Tom Henihan
“It’s Our Right to Belong,” was the theme of National Child Day, November 20, 2016.
The premise, as described to me by a child and family worker, was aimed at reassuring children that they belong in their communities.
The concept is also aimed at creating awareness in children that they have a fundamental right to a home, food, the right to play with their friends, have fun and be safe.
The sentiment of the National Child Day theme is admirable and proper. However, that assertion is not necessarily true for those who most need that sense of belonging.
The reality is that children belong to a community if they already belong to a stable family in a secure home.
Like most everything else in this world, those with the least get the least, except when it comes to neglect and adversity.
Children without the representation of parents and family have no influence or autonomy to assert their right to belong in the community.
It is the responsibility of those charged with the care of these children to ensure that they have membership in the community.
One of the most egregious systems in our society in this regard is foster care.
The problem with foster care is that as soon as the foster parent decides they cannot or will not look after a child anymore, Child and Family
Services are called and the child is moved, usually to a different community and often to a different town or city.
Under this system, the child loses his or her home, school, friends, teachers and others with whom the child has established relationships.
The child also loses all affiliation and sense of fraternity through church, sports teams, even the store they regularly run into for candy.

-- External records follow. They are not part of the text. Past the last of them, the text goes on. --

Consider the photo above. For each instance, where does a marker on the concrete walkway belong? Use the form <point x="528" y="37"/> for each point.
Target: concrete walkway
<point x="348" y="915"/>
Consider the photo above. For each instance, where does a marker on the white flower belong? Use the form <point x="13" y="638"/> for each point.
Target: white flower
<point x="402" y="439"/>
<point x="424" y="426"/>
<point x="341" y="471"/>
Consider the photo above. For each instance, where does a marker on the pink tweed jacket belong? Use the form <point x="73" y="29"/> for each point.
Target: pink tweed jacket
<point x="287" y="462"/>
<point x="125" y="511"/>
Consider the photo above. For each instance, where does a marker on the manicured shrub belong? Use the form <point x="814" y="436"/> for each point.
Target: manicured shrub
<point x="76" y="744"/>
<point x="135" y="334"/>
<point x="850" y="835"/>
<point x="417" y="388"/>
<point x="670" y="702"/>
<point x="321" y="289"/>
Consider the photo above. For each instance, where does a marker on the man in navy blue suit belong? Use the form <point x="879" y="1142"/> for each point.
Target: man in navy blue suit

All the coordinates of their young lives are swept away when a child is moved from one home to another.
What child can possibly mature into a secure individual when growing up in such vulnerable and fleeting circumstances?
What adult can possess a strong sense of citizenship when as a child they never experienced the sense of terra firma that neighbourhood, hometown, school, church, clubs and so on provide?
How can one become a citizen without first being a member of a community?
Ideally, it would be best to have a system where children have security of tenure and those caring for them, if needs be, are the ones to move on.
This way, children maintain a solid foundation in school, with friends, teachers and their “siblings” with whom they share a home and don’t lose everything at the whim of those looking after them.
This is not an indictment of foster parents or people who work in the child welfare system but it is a criticism of the system itself.
If people, such as those who coordinate National Child Day, are serious about all children having an inherent right to full membership in society, instead of making assertions that are clearly without foundation, they should mobilize to correct the circumstances of children who are by any reasonable definition, completely disenfranchised.
For children in foster care or for many adults who have come through that system, to hear people say “It’s Our Right to Belong,” must sound cynical, uncaring, and completely out of touch.